First, the author's bare-boned honest telling of her story goes deeper than the events. Her story is greater than what happened to her.
Second, Lois Einhorn is a living example of a beautiful being who transcends the past and makes her life something beautiful and meaningful. What a testament of spirit she is.
Third, in addition to the author's brilliant writing, this book also shares responses from those, the famous and the unknown, who were first privileged to read her story. Each unique response adds a jewel to our understanding of the whole range of forgiving the unforgivable.
Oh, yes, this unforgettable book is going to be read and talked about.
Incidentally, the author wants to hear from readers and to learn how you respond to her story and how you manage forgiveness in your life.
The book provides a very impressive discussion of a most profound subject - if and when to forgive. Whether or not you suffered child abuse, as did the author, everyone has been on the receiving end of bad behavior. Whether it's people insulting you, taking advantage of you or physically harming you, the issue of whether to forgive someone will come up sometime in your life. And when it does, your decision will affect your mind, body and future. In other words, whether or not you forgive people is a big deal - not just for them but for YOU!
Fortunately, Dr. Einhorn has gathered ideas on the subject from some of the leading thinkers of our time. Their opinions range across the board. But in reading what they have to say, you will learn about the underlying issues and philosophies that can guide your decision. This is an important book: because of it's topic, because of it's contributors and because of what it can do for you.
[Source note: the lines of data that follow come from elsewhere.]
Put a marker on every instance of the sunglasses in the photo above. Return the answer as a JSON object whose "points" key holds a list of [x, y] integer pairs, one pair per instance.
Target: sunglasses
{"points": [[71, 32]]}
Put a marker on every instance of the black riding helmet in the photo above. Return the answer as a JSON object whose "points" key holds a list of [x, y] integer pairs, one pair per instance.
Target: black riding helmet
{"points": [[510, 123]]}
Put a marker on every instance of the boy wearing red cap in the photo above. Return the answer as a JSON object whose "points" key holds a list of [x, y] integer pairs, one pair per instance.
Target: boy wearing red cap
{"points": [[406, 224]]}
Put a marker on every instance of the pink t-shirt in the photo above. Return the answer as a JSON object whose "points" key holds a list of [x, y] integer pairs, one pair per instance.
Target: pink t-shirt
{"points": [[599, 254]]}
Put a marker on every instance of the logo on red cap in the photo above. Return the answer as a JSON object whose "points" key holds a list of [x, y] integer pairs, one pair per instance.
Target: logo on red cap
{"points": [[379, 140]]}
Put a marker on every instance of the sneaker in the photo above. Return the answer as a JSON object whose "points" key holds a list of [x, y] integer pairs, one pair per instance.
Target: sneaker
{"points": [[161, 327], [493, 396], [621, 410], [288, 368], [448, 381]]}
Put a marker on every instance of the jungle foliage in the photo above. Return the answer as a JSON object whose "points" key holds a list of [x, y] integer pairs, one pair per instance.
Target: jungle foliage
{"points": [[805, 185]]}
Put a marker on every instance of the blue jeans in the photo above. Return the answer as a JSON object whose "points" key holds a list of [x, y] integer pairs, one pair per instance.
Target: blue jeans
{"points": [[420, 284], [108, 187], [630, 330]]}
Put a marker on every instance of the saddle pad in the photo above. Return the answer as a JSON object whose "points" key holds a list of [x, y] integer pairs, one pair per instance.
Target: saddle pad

How "forgiveness" stopped being the "f" word., March 8, 2006
EVERYONE has forgiveness issues. Many have abuse issues, and EVERYONE should be concerned. Therefore, EVERYONE should read Lois Einhorn's fascinating book in which she asks: "What would YOU do? You are a child in a family that sadistically abuses. You are forced to torture and destroy. What should you do NOW as an adult? Do you forgive your parents? HOW do you forgive yourself?" She elicits a rainbow of opinions and points of view by fifty-three, very varied people, many very eminent. Contributors include: Arun Gandhi (Mahatma Gandhi's grandson, who wrote the forward), Edward Asner, Bernie Siegel, Patch Adams, Laura Davis, Pete Seeger, Mumia Abu-Jamal, Rubin "Hurricane" Carter, Linda Hogan, Daniel Quinn, Gerry Spence, and two men on death row. I was astounded that there were so many different takes on "forgiveness". This book is both deeply moving and extraordinarily thought provoking. It explores such questions as: At what age, and under what circumstances, is a child responsible for his/her behavior? Are we responsible for what we do when being tortured? Einhorn's upbeat afterword is a perfect finishing touch!
Hard cover $22.95, plus $3.50 shipping and handling.
About the Author:
Dr. Lois Einhorn is in her 27th year as Professor of Communication at the State University of New York's University Center at Binghamton. Highly accomplished, she is widely published as the author of four previous books and many articles; has had a long list of honors, awards and grants bestowed upon her including five major teaching awards (often the youngest then and since to receive these honors), and has been active in university, professional, and community service.